Abstract 2664: Arrhythmia Protection Insights From a Hibernating Animal
Hibernating animals are resistant to either hypothermia- or nonhypothermia-induced cardiac arrhythmias. However, their resistance to ischemia-induced arrhythmias at the time of hibernation is not known. Our goal was to investigate susceptibility to arrhythmias during coronary artery occlusion (CAO) in woodchucks in the winter during hibernation season, in comparison to that in the summer. We hypothesized the susceptibility to reactive oxygen species (ROS)-induced early afterdepolarizations (EADs) and triggered activities (TAs) may be modified in hibernating mammalian hearts during winter. Permanent CAO was performed in woodchucks (Marmota monax) in winter and in summer. Mortality was significantly lower, p<0.05, in woodchucks in winter (5%) than in summer (45%).

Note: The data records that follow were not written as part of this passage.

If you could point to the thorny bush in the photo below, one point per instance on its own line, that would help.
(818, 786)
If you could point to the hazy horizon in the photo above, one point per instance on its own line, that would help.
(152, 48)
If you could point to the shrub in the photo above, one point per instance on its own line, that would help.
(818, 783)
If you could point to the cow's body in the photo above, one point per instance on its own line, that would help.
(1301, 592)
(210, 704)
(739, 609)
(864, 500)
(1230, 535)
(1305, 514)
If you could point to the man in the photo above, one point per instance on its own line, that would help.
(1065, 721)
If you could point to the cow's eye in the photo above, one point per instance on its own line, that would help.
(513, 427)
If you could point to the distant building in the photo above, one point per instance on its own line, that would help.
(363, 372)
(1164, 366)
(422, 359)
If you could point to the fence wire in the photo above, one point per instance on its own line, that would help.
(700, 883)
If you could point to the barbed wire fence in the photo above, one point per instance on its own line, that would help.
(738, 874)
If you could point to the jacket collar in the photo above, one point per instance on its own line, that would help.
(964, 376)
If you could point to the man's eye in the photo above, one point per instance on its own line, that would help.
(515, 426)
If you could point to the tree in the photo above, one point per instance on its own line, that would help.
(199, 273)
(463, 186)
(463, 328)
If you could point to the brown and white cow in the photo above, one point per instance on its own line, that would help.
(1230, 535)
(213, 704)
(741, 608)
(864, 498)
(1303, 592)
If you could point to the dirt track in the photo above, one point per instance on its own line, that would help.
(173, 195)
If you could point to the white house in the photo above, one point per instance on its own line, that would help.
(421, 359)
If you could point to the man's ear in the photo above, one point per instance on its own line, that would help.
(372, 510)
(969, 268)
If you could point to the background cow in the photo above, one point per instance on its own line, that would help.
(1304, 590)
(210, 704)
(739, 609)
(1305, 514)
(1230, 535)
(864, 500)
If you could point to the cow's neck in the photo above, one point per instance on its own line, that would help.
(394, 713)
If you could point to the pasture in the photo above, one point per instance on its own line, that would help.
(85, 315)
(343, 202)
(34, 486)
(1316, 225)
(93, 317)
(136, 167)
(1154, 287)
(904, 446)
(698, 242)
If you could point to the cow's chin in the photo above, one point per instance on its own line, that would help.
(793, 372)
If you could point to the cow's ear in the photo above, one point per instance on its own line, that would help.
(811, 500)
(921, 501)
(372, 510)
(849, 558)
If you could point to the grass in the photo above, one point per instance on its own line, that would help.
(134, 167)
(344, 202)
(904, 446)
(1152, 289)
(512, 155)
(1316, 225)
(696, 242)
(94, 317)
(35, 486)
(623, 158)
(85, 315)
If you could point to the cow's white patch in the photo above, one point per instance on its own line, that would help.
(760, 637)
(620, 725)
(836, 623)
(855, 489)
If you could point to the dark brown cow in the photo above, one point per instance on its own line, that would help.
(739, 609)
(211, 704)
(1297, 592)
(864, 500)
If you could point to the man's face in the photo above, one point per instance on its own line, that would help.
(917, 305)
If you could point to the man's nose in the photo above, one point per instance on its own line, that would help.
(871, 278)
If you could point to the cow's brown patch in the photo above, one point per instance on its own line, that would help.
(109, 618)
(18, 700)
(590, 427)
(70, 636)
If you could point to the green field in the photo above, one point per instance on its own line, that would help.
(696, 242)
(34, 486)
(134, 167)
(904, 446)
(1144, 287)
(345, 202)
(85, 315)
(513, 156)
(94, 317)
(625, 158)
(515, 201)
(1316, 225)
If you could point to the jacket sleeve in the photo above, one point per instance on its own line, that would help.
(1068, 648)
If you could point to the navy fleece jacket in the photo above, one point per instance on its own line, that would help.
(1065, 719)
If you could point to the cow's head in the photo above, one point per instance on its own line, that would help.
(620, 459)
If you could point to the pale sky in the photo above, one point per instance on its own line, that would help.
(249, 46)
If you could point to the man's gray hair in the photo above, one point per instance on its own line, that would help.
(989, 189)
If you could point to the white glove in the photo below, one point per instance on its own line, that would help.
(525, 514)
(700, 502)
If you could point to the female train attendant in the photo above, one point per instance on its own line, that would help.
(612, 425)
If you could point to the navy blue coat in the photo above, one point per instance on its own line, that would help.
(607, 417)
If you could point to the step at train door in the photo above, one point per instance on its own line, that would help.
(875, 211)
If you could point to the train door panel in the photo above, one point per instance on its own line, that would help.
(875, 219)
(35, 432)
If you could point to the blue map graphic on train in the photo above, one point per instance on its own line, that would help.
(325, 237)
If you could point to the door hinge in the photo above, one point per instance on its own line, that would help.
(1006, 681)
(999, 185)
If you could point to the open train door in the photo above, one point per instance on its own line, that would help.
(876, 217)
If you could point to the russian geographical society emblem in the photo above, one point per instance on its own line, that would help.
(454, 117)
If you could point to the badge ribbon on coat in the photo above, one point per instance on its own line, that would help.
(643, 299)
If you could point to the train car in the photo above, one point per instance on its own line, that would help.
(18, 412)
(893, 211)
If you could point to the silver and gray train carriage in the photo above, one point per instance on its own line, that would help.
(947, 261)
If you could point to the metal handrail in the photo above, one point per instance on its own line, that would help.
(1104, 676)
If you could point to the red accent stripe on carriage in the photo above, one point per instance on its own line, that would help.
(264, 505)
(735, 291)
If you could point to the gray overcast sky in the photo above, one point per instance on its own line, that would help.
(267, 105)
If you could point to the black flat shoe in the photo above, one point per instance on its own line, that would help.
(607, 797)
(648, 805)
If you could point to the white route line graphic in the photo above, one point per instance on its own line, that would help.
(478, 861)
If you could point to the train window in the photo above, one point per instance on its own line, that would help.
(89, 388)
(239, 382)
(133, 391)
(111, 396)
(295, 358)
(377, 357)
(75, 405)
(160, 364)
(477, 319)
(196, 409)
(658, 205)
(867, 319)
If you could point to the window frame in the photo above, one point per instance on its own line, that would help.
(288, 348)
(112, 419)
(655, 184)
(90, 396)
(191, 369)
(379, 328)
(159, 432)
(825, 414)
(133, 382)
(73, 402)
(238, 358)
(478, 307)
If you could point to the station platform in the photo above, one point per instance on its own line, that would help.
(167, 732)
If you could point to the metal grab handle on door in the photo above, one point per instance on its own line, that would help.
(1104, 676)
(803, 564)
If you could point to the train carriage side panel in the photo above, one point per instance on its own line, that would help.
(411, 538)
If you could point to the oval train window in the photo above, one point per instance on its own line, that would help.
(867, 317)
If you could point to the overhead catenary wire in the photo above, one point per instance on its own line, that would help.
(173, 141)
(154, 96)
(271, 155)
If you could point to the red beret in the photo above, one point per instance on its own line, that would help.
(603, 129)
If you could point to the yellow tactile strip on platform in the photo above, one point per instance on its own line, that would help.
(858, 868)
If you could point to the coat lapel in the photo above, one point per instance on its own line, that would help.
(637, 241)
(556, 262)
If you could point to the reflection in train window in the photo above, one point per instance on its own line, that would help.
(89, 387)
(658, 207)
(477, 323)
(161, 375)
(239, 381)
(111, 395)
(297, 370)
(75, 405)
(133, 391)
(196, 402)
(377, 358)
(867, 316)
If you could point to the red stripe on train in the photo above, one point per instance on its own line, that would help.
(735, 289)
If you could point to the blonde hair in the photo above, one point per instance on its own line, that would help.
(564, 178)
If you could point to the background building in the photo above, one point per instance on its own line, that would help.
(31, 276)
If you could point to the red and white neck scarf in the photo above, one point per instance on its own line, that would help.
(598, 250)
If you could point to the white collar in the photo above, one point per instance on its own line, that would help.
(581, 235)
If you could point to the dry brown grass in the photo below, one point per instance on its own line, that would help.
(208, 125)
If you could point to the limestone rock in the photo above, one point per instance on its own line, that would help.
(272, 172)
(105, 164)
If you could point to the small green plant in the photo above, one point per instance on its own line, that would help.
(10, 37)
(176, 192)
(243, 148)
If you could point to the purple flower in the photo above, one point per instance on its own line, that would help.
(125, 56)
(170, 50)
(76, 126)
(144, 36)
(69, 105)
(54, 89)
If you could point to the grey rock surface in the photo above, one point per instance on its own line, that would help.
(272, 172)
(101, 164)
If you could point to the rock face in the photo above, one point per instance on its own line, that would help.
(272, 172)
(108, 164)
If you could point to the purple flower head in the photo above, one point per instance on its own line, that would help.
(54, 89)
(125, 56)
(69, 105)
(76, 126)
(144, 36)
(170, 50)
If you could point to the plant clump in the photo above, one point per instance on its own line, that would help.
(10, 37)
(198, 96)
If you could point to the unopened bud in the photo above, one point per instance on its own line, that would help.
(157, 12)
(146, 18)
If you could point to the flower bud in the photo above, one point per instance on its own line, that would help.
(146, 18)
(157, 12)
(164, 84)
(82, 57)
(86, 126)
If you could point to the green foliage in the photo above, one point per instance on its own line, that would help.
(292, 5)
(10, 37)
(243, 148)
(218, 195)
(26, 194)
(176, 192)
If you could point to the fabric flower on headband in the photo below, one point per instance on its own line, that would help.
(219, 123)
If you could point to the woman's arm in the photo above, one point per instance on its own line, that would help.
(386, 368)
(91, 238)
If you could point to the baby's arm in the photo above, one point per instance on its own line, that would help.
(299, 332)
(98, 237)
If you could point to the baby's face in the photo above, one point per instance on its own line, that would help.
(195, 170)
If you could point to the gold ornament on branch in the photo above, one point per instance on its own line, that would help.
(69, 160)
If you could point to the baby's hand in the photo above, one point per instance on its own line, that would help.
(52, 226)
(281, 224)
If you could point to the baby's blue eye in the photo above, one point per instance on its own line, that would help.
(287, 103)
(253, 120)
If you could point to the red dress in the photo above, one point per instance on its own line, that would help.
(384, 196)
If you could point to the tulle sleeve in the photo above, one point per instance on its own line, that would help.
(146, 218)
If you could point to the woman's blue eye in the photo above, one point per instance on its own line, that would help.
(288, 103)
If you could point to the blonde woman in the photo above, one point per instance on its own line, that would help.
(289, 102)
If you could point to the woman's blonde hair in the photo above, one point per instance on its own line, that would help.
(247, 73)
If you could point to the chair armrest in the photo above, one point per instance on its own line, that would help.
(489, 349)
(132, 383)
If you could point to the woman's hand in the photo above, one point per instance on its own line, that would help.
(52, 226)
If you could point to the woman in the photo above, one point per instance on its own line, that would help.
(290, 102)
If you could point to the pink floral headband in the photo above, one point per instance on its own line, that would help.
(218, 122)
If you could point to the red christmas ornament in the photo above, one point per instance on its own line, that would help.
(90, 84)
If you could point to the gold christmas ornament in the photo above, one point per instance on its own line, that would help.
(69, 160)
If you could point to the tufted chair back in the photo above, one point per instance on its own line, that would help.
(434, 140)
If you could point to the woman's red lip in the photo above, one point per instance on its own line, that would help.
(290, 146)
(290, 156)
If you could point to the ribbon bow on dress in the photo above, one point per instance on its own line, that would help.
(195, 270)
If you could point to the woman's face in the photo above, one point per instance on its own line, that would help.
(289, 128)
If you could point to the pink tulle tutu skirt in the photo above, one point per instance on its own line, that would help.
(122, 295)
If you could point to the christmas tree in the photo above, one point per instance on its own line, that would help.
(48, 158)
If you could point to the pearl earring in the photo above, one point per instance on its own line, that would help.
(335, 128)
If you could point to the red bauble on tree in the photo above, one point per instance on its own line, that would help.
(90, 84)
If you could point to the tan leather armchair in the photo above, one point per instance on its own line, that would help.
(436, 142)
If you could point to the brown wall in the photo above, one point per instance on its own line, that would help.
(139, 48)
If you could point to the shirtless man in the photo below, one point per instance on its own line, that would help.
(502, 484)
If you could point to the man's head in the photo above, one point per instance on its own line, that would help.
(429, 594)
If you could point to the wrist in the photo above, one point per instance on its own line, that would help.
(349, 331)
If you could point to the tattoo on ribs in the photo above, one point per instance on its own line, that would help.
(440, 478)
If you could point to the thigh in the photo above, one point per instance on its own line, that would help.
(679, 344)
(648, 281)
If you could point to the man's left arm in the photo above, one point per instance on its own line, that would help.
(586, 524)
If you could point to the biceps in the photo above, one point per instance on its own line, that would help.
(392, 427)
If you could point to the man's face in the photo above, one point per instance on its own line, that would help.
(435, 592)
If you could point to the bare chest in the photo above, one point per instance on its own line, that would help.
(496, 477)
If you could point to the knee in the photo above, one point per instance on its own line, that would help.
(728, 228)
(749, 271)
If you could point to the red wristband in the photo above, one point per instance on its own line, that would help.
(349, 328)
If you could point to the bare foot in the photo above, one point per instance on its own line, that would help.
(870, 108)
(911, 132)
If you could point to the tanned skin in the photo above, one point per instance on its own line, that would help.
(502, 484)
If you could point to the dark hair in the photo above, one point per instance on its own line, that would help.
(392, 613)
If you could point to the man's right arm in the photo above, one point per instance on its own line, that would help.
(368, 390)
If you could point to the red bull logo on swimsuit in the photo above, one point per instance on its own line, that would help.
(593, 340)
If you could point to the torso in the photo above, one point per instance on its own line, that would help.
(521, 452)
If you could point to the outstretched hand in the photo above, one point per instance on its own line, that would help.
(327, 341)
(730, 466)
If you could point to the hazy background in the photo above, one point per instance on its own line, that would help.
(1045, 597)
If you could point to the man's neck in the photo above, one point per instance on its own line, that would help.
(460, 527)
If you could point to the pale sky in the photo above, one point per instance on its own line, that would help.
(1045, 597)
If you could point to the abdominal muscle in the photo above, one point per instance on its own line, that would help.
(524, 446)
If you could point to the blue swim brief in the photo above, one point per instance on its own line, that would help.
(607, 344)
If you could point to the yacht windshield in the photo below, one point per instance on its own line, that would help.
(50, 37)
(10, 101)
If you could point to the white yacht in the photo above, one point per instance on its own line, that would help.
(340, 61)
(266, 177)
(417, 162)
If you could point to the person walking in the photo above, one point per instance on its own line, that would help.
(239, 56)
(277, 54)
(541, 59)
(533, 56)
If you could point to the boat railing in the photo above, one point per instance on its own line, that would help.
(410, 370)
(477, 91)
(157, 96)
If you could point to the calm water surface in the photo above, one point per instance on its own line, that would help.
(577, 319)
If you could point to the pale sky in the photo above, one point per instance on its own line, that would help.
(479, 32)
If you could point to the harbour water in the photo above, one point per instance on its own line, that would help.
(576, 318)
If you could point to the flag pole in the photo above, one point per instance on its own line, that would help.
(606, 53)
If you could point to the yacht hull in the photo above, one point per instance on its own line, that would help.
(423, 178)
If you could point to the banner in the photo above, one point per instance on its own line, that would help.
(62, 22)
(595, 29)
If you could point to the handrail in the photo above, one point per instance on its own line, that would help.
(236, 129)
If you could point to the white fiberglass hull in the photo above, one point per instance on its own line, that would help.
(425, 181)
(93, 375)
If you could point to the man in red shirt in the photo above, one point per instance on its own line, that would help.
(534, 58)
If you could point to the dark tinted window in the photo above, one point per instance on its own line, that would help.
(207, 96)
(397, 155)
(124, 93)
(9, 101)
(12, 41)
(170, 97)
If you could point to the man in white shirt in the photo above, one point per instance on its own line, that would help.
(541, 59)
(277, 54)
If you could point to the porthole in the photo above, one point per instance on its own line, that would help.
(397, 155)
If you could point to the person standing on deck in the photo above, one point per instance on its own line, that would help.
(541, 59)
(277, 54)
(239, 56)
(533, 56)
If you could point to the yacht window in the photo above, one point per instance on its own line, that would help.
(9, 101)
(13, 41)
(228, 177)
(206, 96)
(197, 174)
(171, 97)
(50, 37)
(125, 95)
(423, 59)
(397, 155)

By monitoring ECG with telemetry, ventricular fibrillation (VF) and sudden cardiac death (SCD) were found in 5 of 13 woodchucks in summer, while none of 8 woodchucks showed VF or SCD in winter. Western blotting was carried out on the tissue adjacent to the ischemic area 24 hours following CAO. The level of manganese superoxide dismutase (MnSOD) was increased by 40% and the ratio of oxidized (active) CaMKII/CaMKII was reduced by 66%, p<0.05, in woodchucks in winter compared to those in summer. Action potentials were recorded from isolated ventricular myocytes using patch-clamp technique. Perfusion with 0.2 mM or higher H2O2 only induced EADs in 1 out of 10 cells isolated form woodchuck in winter. In contrast, EADs were induced consistently with H2O2 (0.2 mM) at a shorter perfusion period (3.15±0.25 min) in 20 of 20 myocytes isolated from woodchucks in summer. The EADs were eliminated by inhibiting CaMK II (KN-93 1 microM, n=6), blocking L-type Ca current (10 microM Nifedipine, n=5), or inhibiting late Na current (10 microM ranolazine, n=4). Intracellular Ca transients were also evaluated. Thus, the heart of a hibernating animal in winter is more resistant to ischemia-induced arrhythmias and SCD. The mechanism involves reduced oxidative stress and thus ROS-oxidized CaMKII activity levels, which confers resistance against ROS-induced EADs and TAs. The profound protection conferred may provide insights into clinical directions for therapy of arrhythmias.
This research has received full or partial funding support from the American Heart Association, National Center.